Was the absence of words in your music planned or did it sort of “happen”?

It totally was not planned. When I was playing guitar and singing with all those effects I would make up everything as I went. And when I started playing around with the loop pedals I just did things the same way: it was really easy for me to work at that pace.

Writing out everything beforehand and trying to execute some kind of thing that I already have planned is just totally not the way I work at all. So, it’s a lot easier for me just to plug everything in and do something on the spot. And with the looping, I would just sing – I mean not words. I would just sing, and that’s just the way it worked out. I wasn’t thinking about it. I was just making sound.

Also, I feel so cheesy when I have tried to write lyrics before and I can’t commit to them. So it works out that the music lends itself to be wordless.

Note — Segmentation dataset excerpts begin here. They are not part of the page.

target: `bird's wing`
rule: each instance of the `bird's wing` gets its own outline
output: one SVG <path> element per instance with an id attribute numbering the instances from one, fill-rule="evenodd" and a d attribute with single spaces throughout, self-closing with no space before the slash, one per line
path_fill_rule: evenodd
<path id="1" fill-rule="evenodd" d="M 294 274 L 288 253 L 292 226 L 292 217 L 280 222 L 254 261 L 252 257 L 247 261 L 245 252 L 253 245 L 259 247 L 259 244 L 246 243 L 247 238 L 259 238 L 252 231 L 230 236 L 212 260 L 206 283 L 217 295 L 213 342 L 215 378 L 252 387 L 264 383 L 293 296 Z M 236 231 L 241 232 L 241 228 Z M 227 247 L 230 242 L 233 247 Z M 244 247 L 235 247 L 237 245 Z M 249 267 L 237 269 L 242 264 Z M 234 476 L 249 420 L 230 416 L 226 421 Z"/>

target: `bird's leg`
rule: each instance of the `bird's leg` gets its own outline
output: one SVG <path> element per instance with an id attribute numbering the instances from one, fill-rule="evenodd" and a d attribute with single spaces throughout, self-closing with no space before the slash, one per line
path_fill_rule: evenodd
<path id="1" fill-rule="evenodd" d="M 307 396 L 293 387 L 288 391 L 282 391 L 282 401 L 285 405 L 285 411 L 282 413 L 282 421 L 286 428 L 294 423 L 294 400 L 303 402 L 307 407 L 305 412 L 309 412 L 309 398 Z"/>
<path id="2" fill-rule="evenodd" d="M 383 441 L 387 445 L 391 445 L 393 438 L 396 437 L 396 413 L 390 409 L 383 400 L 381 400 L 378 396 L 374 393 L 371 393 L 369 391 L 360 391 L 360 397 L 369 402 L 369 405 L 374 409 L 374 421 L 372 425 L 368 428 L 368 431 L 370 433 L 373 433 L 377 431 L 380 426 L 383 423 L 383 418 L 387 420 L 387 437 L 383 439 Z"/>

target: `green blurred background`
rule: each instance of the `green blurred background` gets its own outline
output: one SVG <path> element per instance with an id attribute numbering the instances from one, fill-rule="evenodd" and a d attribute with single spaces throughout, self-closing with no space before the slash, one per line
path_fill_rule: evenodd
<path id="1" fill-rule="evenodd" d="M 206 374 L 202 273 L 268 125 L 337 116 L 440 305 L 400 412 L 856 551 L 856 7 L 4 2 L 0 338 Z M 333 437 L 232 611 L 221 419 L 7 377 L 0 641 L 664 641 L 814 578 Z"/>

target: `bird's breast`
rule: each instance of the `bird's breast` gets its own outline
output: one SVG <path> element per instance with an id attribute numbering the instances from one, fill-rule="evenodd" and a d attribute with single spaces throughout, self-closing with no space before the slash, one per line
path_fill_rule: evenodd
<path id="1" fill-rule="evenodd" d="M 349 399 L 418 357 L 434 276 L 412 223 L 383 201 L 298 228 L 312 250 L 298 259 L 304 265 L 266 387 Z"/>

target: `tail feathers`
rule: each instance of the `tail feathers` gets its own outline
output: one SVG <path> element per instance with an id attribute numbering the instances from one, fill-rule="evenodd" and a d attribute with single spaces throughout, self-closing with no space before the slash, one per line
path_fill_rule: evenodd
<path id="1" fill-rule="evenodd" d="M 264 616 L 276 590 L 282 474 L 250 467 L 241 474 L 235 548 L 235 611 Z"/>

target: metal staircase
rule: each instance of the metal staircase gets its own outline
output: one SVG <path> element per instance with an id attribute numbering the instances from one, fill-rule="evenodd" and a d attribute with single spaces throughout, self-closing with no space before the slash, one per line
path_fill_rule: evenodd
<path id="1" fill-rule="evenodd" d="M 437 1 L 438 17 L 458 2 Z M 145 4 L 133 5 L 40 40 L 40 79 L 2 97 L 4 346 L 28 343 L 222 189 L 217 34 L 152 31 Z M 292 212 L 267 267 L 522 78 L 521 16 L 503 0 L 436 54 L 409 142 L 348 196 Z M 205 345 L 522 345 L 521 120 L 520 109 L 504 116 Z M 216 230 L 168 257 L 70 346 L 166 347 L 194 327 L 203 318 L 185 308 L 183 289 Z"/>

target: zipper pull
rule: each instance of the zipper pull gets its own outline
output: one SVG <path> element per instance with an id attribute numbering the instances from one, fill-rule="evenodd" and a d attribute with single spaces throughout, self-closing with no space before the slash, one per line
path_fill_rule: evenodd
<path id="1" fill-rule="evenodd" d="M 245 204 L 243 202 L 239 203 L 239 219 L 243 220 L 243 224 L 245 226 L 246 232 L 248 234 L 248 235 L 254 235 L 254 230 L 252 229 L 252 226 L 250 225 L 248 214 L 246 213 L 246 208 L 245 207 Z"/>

Then what are your songs about?

I just sing, like when I was a kid. Making up a tune. And it comes from whatever you’re feeling inside. And that’s still how I feel when I make stuff now. When I’m writing or recording I am not thinking, “I wanna write a song about this person I got into a fight with” or any of those real-life situations. I am never meditating on a specific situation or person or event in life.

You’re free.

I don’t write anything down to the very end: I am adding things on top. Mostly it’s just totally flowing out, It’s just a feeling that you have when you are making it that is really hard to describe. I remember someone saying, it was Tori Amos, I guess – she said in an interview, “It’s like a memory, but it’s not a memory, you just feel it in your stomach.” And that’s kind of how it is, a gut feeling and not a tangible memory of any kind.

Do you resemble your music: ethereal, calm, spaced out?

I am definitely easy going. I am an eternal optimist – really good and happy about most everything. And I think that comes through in the music. Mostly just good feelings, you know, and that’s how I am in life. I mean, people tend to think that my music is really ethereal and angelic or whatever, but I kind of imagine most people that make music like that to be really dreamy and have their head in the clouds, which I am too, to a certain extent, but I am also pretty grounded and easy going.

You sound like a pet owner.

Yeah I have two cats. I am a total dog person with two cats. Two big fat cats, the girl is called “Fern” and the boy is called “Ficus”. Like the tree.

You shot the cover photo for your new record.

Yeah. Actually it is only the top half of a photo. I actually shot a couple of weddings: I took a photo of some kids that were in a swimming pool, and beyond that were all those trees. So I just cropped it. I wanted it to be nothing manmade: just nature.